IAB Türkiye Yönetim Kurulu Başkanı Dr. Mahmut Kurşun, internet gibi sürekli değişen dinamik bir mecranın bir ay geriden raporlanıyor olmasının günümüz şartlarına çok uygun olmadığına işaret ediyor ve ekliyor: “IAB olarak, başlatmayı planladığımız yeni dönem ölçümlemesinde sizlere ertesi gün fiilen internet reytinglerini vereceğiz.”
Derya Coşkun Sayın
Dünyada 43 ülkede faaliyet gösteren Interactive Advertising Bureau (IAB), günümüzde, interaktif reklamcılığın gelişmesi ve reklam yatırımlarından daha fazla pay alması adına faaliyetlerini sürdürüyor. Kamu nezdinde yürüttüğü faaliyetlerle endüstrinin doğru ve nitelikli biçimde büyümesine katkı sağlayan IAB’nin Avrupa’daki ülke bazlı örgütlenmesi IAB Europe tarafından koordine ediliyor. Bu yapının içerisinde IAB Türkiye, 2007 yılında bir platform olarak başladığı yolculuğuna 2011 yılından bu yana dernek olarak devam ediyor.
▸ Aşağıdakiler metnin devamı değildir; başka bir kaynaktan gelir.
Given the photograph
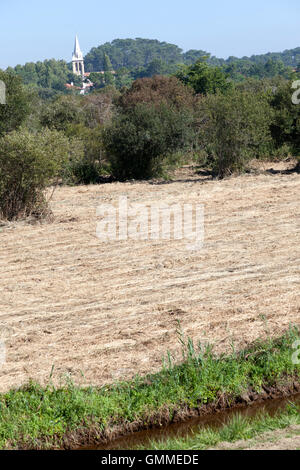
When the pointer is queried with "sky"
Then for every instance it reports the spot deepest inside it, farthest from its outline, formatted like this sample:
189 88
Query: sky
35 30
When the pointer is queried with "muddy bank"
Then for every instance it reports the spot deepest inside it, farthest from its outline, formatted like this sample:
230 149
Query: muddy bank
183 419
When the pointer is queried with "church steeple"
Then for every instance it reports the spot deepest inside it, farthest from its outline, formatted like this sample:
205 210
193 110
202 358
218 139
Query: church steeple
77 59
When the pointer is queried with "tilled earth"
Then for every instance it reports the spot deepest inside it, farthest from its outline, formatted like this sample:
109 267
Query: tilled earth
98 312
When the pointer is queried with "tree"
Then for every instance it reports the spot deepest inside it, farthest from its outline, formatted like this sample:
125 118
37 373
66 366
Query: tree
204 79
17 107
158 90
139 140
234 128
286 126
28 163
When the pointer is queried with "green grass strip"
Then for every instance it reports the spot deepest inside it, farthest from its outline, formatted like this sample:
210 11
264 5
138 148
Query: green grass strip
34 416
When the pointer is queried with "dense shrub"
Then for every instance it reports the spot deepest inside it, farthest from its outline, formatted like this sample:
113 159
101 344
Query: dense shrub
139 139
158 90
286 126
17 107
28 163
204 79
234 128
89 166
61 112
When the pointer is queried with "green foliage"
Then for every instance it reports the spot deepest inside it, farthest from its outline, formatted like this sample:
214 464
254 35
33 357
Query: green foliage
234 128
204 79
88 167
131 53
28 163
62 112
39 417
140 138
16 109
158 90
50 74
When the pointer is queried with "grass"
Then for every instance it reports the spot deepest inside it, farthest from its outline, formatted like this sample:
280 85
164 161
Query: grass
36 417
238 428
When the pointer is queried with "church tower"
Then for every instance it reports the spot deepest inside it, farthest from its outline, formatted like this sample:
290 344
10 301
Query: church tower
77 59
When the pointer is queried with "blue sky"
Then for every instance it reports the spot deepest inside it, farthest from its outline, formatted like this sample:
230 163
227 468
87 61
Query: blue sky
35 30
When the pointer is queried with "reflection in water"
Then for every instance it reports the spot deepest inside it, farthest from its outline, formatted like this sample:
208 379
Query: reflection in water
214 420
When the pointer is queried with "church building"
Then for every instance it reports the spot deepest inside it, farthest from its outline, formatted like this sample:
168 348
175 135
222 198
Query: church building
77 59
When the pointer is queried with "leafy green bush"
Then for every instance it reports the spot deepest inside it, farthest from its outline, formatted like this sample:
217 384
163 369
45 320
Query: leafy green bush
89 166
234 128
286 126
17 107
28 163
139 140
61 112
204 78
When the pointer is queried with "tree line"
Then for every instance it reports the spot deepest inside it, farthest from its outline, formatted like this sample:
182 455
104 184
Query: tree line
140 131
126 60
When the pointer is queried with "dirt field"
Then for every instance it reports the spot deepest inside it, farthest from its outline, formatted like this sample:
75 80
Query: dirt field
99 312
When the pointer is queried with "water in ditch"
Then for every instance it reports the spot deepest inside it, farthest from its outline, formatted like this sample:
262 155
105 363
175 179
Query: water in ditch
184 429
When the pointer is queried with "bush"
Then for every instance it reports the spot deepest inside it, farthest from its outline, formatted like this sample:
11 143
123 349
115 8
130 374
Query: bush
88 167
63 111
139 140
17 107
234 128
286 126
28 163
156 91
204 79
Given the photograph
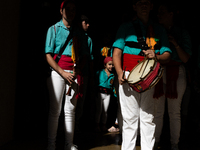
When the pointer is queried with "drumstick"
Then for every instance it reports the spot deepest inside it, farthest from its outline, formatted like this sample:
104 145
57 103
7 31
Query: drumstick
124 72
145 68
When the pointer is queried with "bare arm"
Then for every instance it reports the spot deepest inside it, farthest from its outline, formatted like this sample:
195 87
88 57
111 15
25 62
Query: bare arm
66 75
117 57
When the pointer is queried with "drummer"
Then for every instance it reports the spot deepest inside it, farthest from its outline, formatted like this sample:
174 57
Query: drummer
138 108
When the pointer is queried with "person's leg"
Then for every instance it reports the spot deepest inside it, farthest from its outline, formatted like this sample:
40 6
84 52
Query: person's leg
56 87
130 113
69 111
174 108
148 108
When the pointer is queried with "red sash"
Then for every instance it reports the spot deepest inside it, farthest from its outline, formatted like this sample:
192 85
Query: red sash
65 62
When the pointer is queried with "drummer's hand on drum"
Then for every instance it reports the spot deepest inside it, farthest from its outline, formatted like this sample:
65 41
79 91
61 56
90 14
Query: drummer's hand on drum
122 78
150 53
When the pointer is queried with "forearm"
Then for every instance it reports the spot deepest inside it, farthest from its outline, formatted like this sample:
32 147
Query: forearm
53 64
117 56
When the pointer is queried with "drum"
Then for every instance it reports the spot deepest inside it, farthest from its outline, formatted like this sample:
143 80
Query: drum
145 75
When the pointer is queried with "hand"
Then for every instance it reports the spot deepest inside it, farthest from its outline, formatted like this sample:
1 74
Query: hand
150 53
68 77
122 78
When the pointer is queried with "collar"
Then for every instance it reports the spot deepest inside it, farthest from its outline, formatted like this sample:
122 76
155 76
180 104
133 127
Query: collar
62 25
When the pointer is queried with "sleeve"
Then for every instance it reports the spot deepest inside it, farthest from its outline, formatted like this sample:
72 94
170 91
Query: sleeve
165 47
120 38
186 42
50 40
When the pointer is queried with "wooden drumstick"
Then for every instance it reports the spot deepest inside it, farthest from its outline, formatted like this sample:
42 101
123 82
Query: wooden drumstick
143 63
124 72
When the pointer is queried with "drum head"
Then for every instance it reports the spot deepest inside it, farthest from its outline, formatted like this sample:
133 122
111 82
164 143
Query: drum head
136 75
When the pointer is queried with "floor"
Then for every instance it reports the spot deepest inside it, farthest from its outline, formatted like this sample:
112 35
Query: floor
98 141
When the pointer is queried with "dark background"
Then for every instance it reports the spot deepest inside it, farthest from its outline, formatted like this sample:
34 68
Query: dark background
35 17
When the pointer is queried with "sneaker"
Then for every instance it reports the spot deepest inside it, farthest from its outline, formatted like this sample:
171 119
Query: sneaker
74 147
174 147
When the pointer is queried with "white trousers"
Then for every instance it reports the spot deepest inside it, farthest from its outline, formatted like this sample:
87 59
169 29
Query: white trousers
137 109
174 109
57 86
102 103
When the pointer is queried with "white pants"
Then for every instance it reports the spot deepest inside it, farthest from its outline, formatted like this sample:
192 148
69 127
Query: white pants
102 103
57 86
137 109
174 109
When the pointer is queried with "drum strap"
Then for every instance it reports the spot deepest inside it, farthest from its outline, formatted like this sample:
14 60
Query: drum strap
141 44
130 61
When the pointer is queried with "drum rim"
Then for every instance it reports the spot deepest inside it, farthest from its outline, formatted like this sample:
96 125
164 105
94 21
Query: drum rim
145 75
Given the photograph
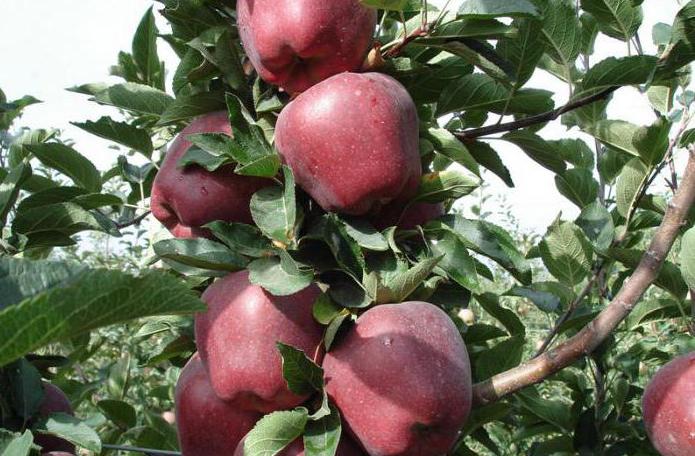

Dijital reklamcılığın adeta dibi görünmeyen bir derya-deniz olduğunu söyleyen Interactive Advertising Bureau (IAB) Türkiye Yönetim Kurulu Başkanı Mahmut Kurşun, 2011 yılında platform olarak sektörün ihtiyaçlarını karşılayamayacaklarına kanaat getirmelerinin ardından, faaliyetlerine dernek olarak devam ettiklerini belirtiyor. Kurşun, “O dönemde aynı zamanda Reklamverenler Derneği Başkanı olan Ahmet Pura’nın, IAB’nin de başkanlığını üstlendiğini ve sektöre çok önemli katkıları olduğunu da ekliyor.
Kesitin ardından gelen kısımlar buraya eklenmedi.